Japanese automotive components manufacturer

Zexel Corporation (ゼクセル株式会社, Zekuseru Kabushiki Gaisha) is a former Japanese automotive components manufacturer.

== History ==
The company was founded in 1939 as Diesel Kiki Co., Ltd. (ヂーゼル機器株式会社, Jīzeru Kiki Kabushiki Gaisha) for domestic production of Bosch fuel-injection pumps for diesel engines, established with an investment from Isuzu.

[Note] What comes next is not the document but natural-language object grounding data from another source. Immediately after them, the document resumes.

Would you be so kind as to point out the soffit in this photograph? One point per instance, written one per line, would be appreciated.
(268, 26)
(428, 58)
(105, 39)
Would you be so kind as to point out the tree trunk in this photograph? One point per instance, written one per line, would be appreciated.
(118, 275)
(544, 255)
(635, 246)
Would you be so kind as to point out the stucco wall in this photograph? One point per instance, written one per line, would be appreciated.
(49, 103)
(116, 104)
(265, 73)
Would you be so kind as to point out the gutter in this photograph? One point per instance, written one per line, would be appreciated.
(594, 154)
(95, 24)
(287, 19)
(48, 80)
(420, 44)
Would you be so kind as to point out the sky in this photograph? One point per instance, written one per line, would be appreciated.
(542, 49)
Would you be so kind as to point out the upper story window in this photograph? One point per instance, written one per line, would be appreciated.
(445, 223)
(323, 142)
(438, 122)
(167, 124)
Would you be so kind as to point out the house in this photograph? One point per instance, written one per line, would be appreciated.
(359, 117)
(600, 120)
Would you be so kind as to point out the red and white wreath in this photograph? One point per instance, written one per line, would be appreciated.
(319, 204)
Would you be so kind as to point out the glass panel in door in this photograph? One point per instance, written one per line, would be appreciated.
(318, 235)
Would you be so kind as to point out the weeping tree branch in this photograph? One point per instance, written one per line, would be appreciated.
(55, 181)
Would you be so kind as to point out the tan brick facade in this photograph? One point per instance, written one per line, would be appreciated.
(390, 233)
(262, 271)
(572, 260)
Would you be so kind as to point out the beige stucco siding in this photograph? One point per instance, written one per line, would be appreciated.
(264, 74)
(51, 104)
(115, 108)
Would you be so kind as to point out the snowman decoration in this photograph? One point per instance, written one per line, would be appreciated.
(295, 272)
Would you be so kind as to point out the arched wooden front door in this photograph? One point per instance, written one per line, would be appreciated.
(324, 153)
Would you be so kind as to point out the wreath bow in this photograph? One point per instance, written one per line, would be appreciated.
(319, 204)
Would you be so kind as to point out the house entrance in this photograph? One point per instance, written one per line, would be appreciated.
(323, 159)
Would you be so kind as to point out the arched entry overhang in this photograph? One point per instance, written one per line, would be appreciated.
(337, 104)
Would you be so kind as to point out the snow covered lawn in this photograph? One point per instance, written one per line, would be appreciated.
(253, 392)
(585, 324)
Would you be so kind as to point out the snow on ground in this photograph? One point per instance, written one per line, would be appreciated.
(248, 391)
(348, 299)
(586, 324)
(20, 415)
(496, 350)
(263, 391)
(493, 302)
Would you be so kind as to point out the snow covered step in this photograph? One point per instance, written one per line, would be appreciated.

Diesel Kiki began a joint venture with American company Wynns Climate Systems to begin manufacturing automotive HVAC systems circa 1987. This joint venture was initially called Wynn-Kiki before becoming Zexel USA, in line with Diesel Kiki's name change.

=== Name change ===
Diesel Kiki was renamed Zexel in 1990. The new name—a blend of "zenith" and "excellence"—was intended to reflect the company's claimed zenith as Diesel Kiki and its excellence with customer satisfaction. The company's rebranding was a two-year project involving a worldwide name search and complete marketing strategy analysis. The new logo featured red, white and blue colors, intended to represent precision, technology, and excellence. CDs were distributed to employees featuring a new company theme song.

=== Ownership changes ===
After Bosch of Germany and Valeo of France bought majority shares in Zexel, it was reorganized as Bosch Automotive Systems Corporation and Valeo Japan in 2000. The Zexel name is now a Bosch brand, but the former company's assets have primarily been split between Bosch and Valeo.

Following the Bosch takeover, a series of ownership changes resulted in the division of Zexel's major business groups: fuel injection pumps, automotive air conditioners, bus air conditioners, mobile refrigeration units, differentials, and airbags. For example, M.C. Bernardo Inc. (the exclusive representative of Diesel Kiki and Zexel in the Philippines) had to cede business to Robert Bosch Philippines, as with other Zexel partners in other countries and regions.

Valeo bought Zexel's automotive air conditioner business and refocused manufacturing towards the European market; as a result, Zexel Automotive Climate Control Systems (ZACCS) ceased operations for Isuzu, Nissan, Nissan Diesel, and Columbian Motors (a Kia assembler) in the Philippines.

Zexel's US operations were headquartered in Decatur, Illinois; the plant there mainly produced A/C compressors for Saturns. The Texas facility produced evaporator cooling unit assemblies, hook-up tubes, and condensers for manufacturers including Mazda, Subaru, Isuzu, and Volvo. The plant produced more than three thousand condensers per day and pioneered certain aspects of parallel flow condensor design and manufacturing.

Thermo King bought Zexel's bus air conditioner and refrigeration operations.

Zexel's Torsen differential operations were purchased by Toyoda Machine Works Ltd., which eventually merged with another company to form JTEKT Torsen North America.